È passato ormai tempo da un giorno importante del nostro calendario: il 25 Novembre, giornata internazionale per l’eliminazione della violenza contro le donne, perchè riporta silenziosamente al ricordo di noi tutti il barbaro assassinio delle tre sorelle Mirabal, nel 1960, per essersi opposte alla dittatura di Trujillo nella Repubblica Dominicana. I fatti di cronaca degli uiltimi giorni ci spingono però a fare un’ulteriore riflessione su questa tematica purtroppo sempre attuale. La violenza sulle donne può assumere molteplici terrificanti volti. Uno di questi ha le sembianze della “violenza domestica”e circa il 40% delle offese di questo genere avvengono ad opera di parenti o conoscenti. Indimenticabile per l’efferatezza del delitto, l’omicidio di Hina, una giovane pakistana, accoltellata dal padre e sepolta in giardino perché ” voleva vivere da occidentale”. Il delitto fu commesso in difesa della reputazione della propria famiglia: fatti comuni in molti paesi musulmani e conosciuti come “delitti d’onore“. Altro volto della violenza: lo stalking, termine inglese con il quale vengono designati una serie di comportamenti persecutori continuativi nei confronti di una persona, generalmente di sesso opposto, atti ad infondere ansia e angoscia tanto da minare il normale svolgimento della vita quotidiana. Un’intrusione nella vita privata tramite una comunicazione verbale o scritta avente come scopo la ricerca di un contatto personale con il soggetto preso di mira.

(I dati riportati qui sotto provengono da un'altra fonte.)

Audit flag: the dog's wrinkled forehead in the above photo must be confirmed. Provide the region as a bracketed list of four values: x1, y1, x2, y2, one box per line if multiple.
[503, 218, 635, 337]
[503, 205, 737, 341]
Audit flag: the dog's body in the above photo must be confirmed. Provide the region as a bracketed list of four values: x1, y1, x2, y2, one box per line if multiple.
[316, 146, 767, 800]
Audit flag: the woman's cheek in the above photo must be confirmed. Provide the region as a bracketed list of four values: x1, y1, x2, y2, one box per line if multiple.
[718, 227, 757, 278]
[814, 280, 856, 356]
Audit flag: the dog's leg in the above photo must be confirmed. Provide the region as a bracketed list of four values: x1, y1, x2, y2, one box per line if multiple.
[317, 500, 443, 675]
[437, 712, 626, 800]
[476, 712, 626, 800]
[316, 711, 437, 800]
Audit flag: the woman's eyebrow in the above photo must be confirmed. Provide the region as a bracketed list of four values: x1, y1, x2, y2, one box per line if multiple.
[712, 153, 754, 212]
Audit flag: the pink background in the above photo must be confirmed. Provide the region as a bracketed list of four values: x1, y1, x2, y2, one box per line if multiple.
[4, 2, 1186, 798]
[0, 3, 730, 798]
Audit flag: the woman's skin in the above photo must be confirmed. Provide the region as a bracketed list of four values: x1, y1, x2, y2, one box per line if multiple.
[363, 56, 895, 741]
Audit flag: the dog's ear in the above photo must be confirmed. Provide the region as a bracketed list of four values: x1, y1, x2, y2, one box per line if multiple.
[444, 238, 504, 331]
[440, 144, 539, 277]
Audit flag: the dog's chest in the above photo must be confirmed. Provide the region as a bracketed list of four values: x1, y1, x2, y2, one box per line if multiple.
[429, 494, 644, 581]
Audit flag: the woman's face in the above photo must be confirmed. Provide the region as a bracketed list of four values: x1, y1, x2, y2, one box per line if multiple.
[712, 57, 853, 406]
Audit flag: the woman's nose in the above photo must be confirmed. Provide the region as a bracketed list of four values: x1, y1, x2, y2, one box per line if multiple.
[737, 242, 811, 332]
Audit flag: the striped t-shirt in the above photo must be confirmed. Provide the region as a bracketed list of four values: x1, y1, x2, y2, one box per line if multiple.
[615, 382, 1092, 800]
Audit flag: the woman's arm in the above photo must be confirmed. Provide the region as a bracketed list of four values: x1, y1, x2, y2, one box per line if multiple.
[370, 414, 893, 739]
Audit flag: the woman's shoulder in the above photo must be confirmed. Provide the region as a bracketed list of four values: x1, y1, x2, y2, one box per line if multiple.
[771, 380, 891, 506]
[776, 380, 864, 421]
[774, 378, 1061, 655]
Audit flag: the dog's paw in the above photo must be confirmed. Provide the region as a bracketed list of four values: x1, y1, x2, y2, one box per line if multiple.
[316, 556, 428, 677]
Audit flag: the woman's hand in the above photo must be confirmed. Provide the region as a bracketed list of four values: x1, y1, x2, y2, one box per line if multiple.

Uno dei miti da sfatare è quello secondo cui le violenze, abusi, sevizie, minacce e ricatti nei confronti delle donne avverrebbero in paesi economicamente instabili: questo genere di aggressioni s’insinua anche e soprattutto nei meandri dei luoghi “progrediti”: ad oggi la donna viene colpita da offese sia psicologiche che fisiche persino in luoghi di lavoro, in pieno giorno nel pieno centro delle città. Prima degli anni ’80 un articolo del codice penale italiano (544 del Codice Rocco, abrogato nel 1981) prevedeva l’estinzione del reato di violenza carnale attraverso il matrimonio tra soggetto offeso e offensore. La prima donna ad opporsi al cosiddetto “matrimonio riparatore” fu la siciliana Franca Viola, sequestrata e violentata per più giorni da un pretendente il quale sperava in questo modo di poterla sposare. Grazie al sostegno del padre riuscì a denunciarlo e a farlo condannare a svariati anni di carcere.Le conseguenze psicologiche post violenza sono profonde: si parla nei casi più gravi di “Acute stress Disorder”, ovvero la chiusura della donna in se stessa, infatti il dolore è tale che diventa incapace di poterlo comunicare a terzi (famiglia, amici) sfociando non di rado nell’assunzione di droghe ed alcool o addirittura stroncando la propria vita col suicidio. Obiettivo delle campagne di sensibilizzazione, come quella intrapresa a tal proposito da Amnesty International, è quello non solo di sensibilizzare l’opinione pubblica ma di mettere in atto iniziative concrete contro la violenza, oggi sempre più alla ribalta agli onor della cronaca. È davvero un controsenso che la donna, centro della vita, sia così costantemente umiliata e mortificata.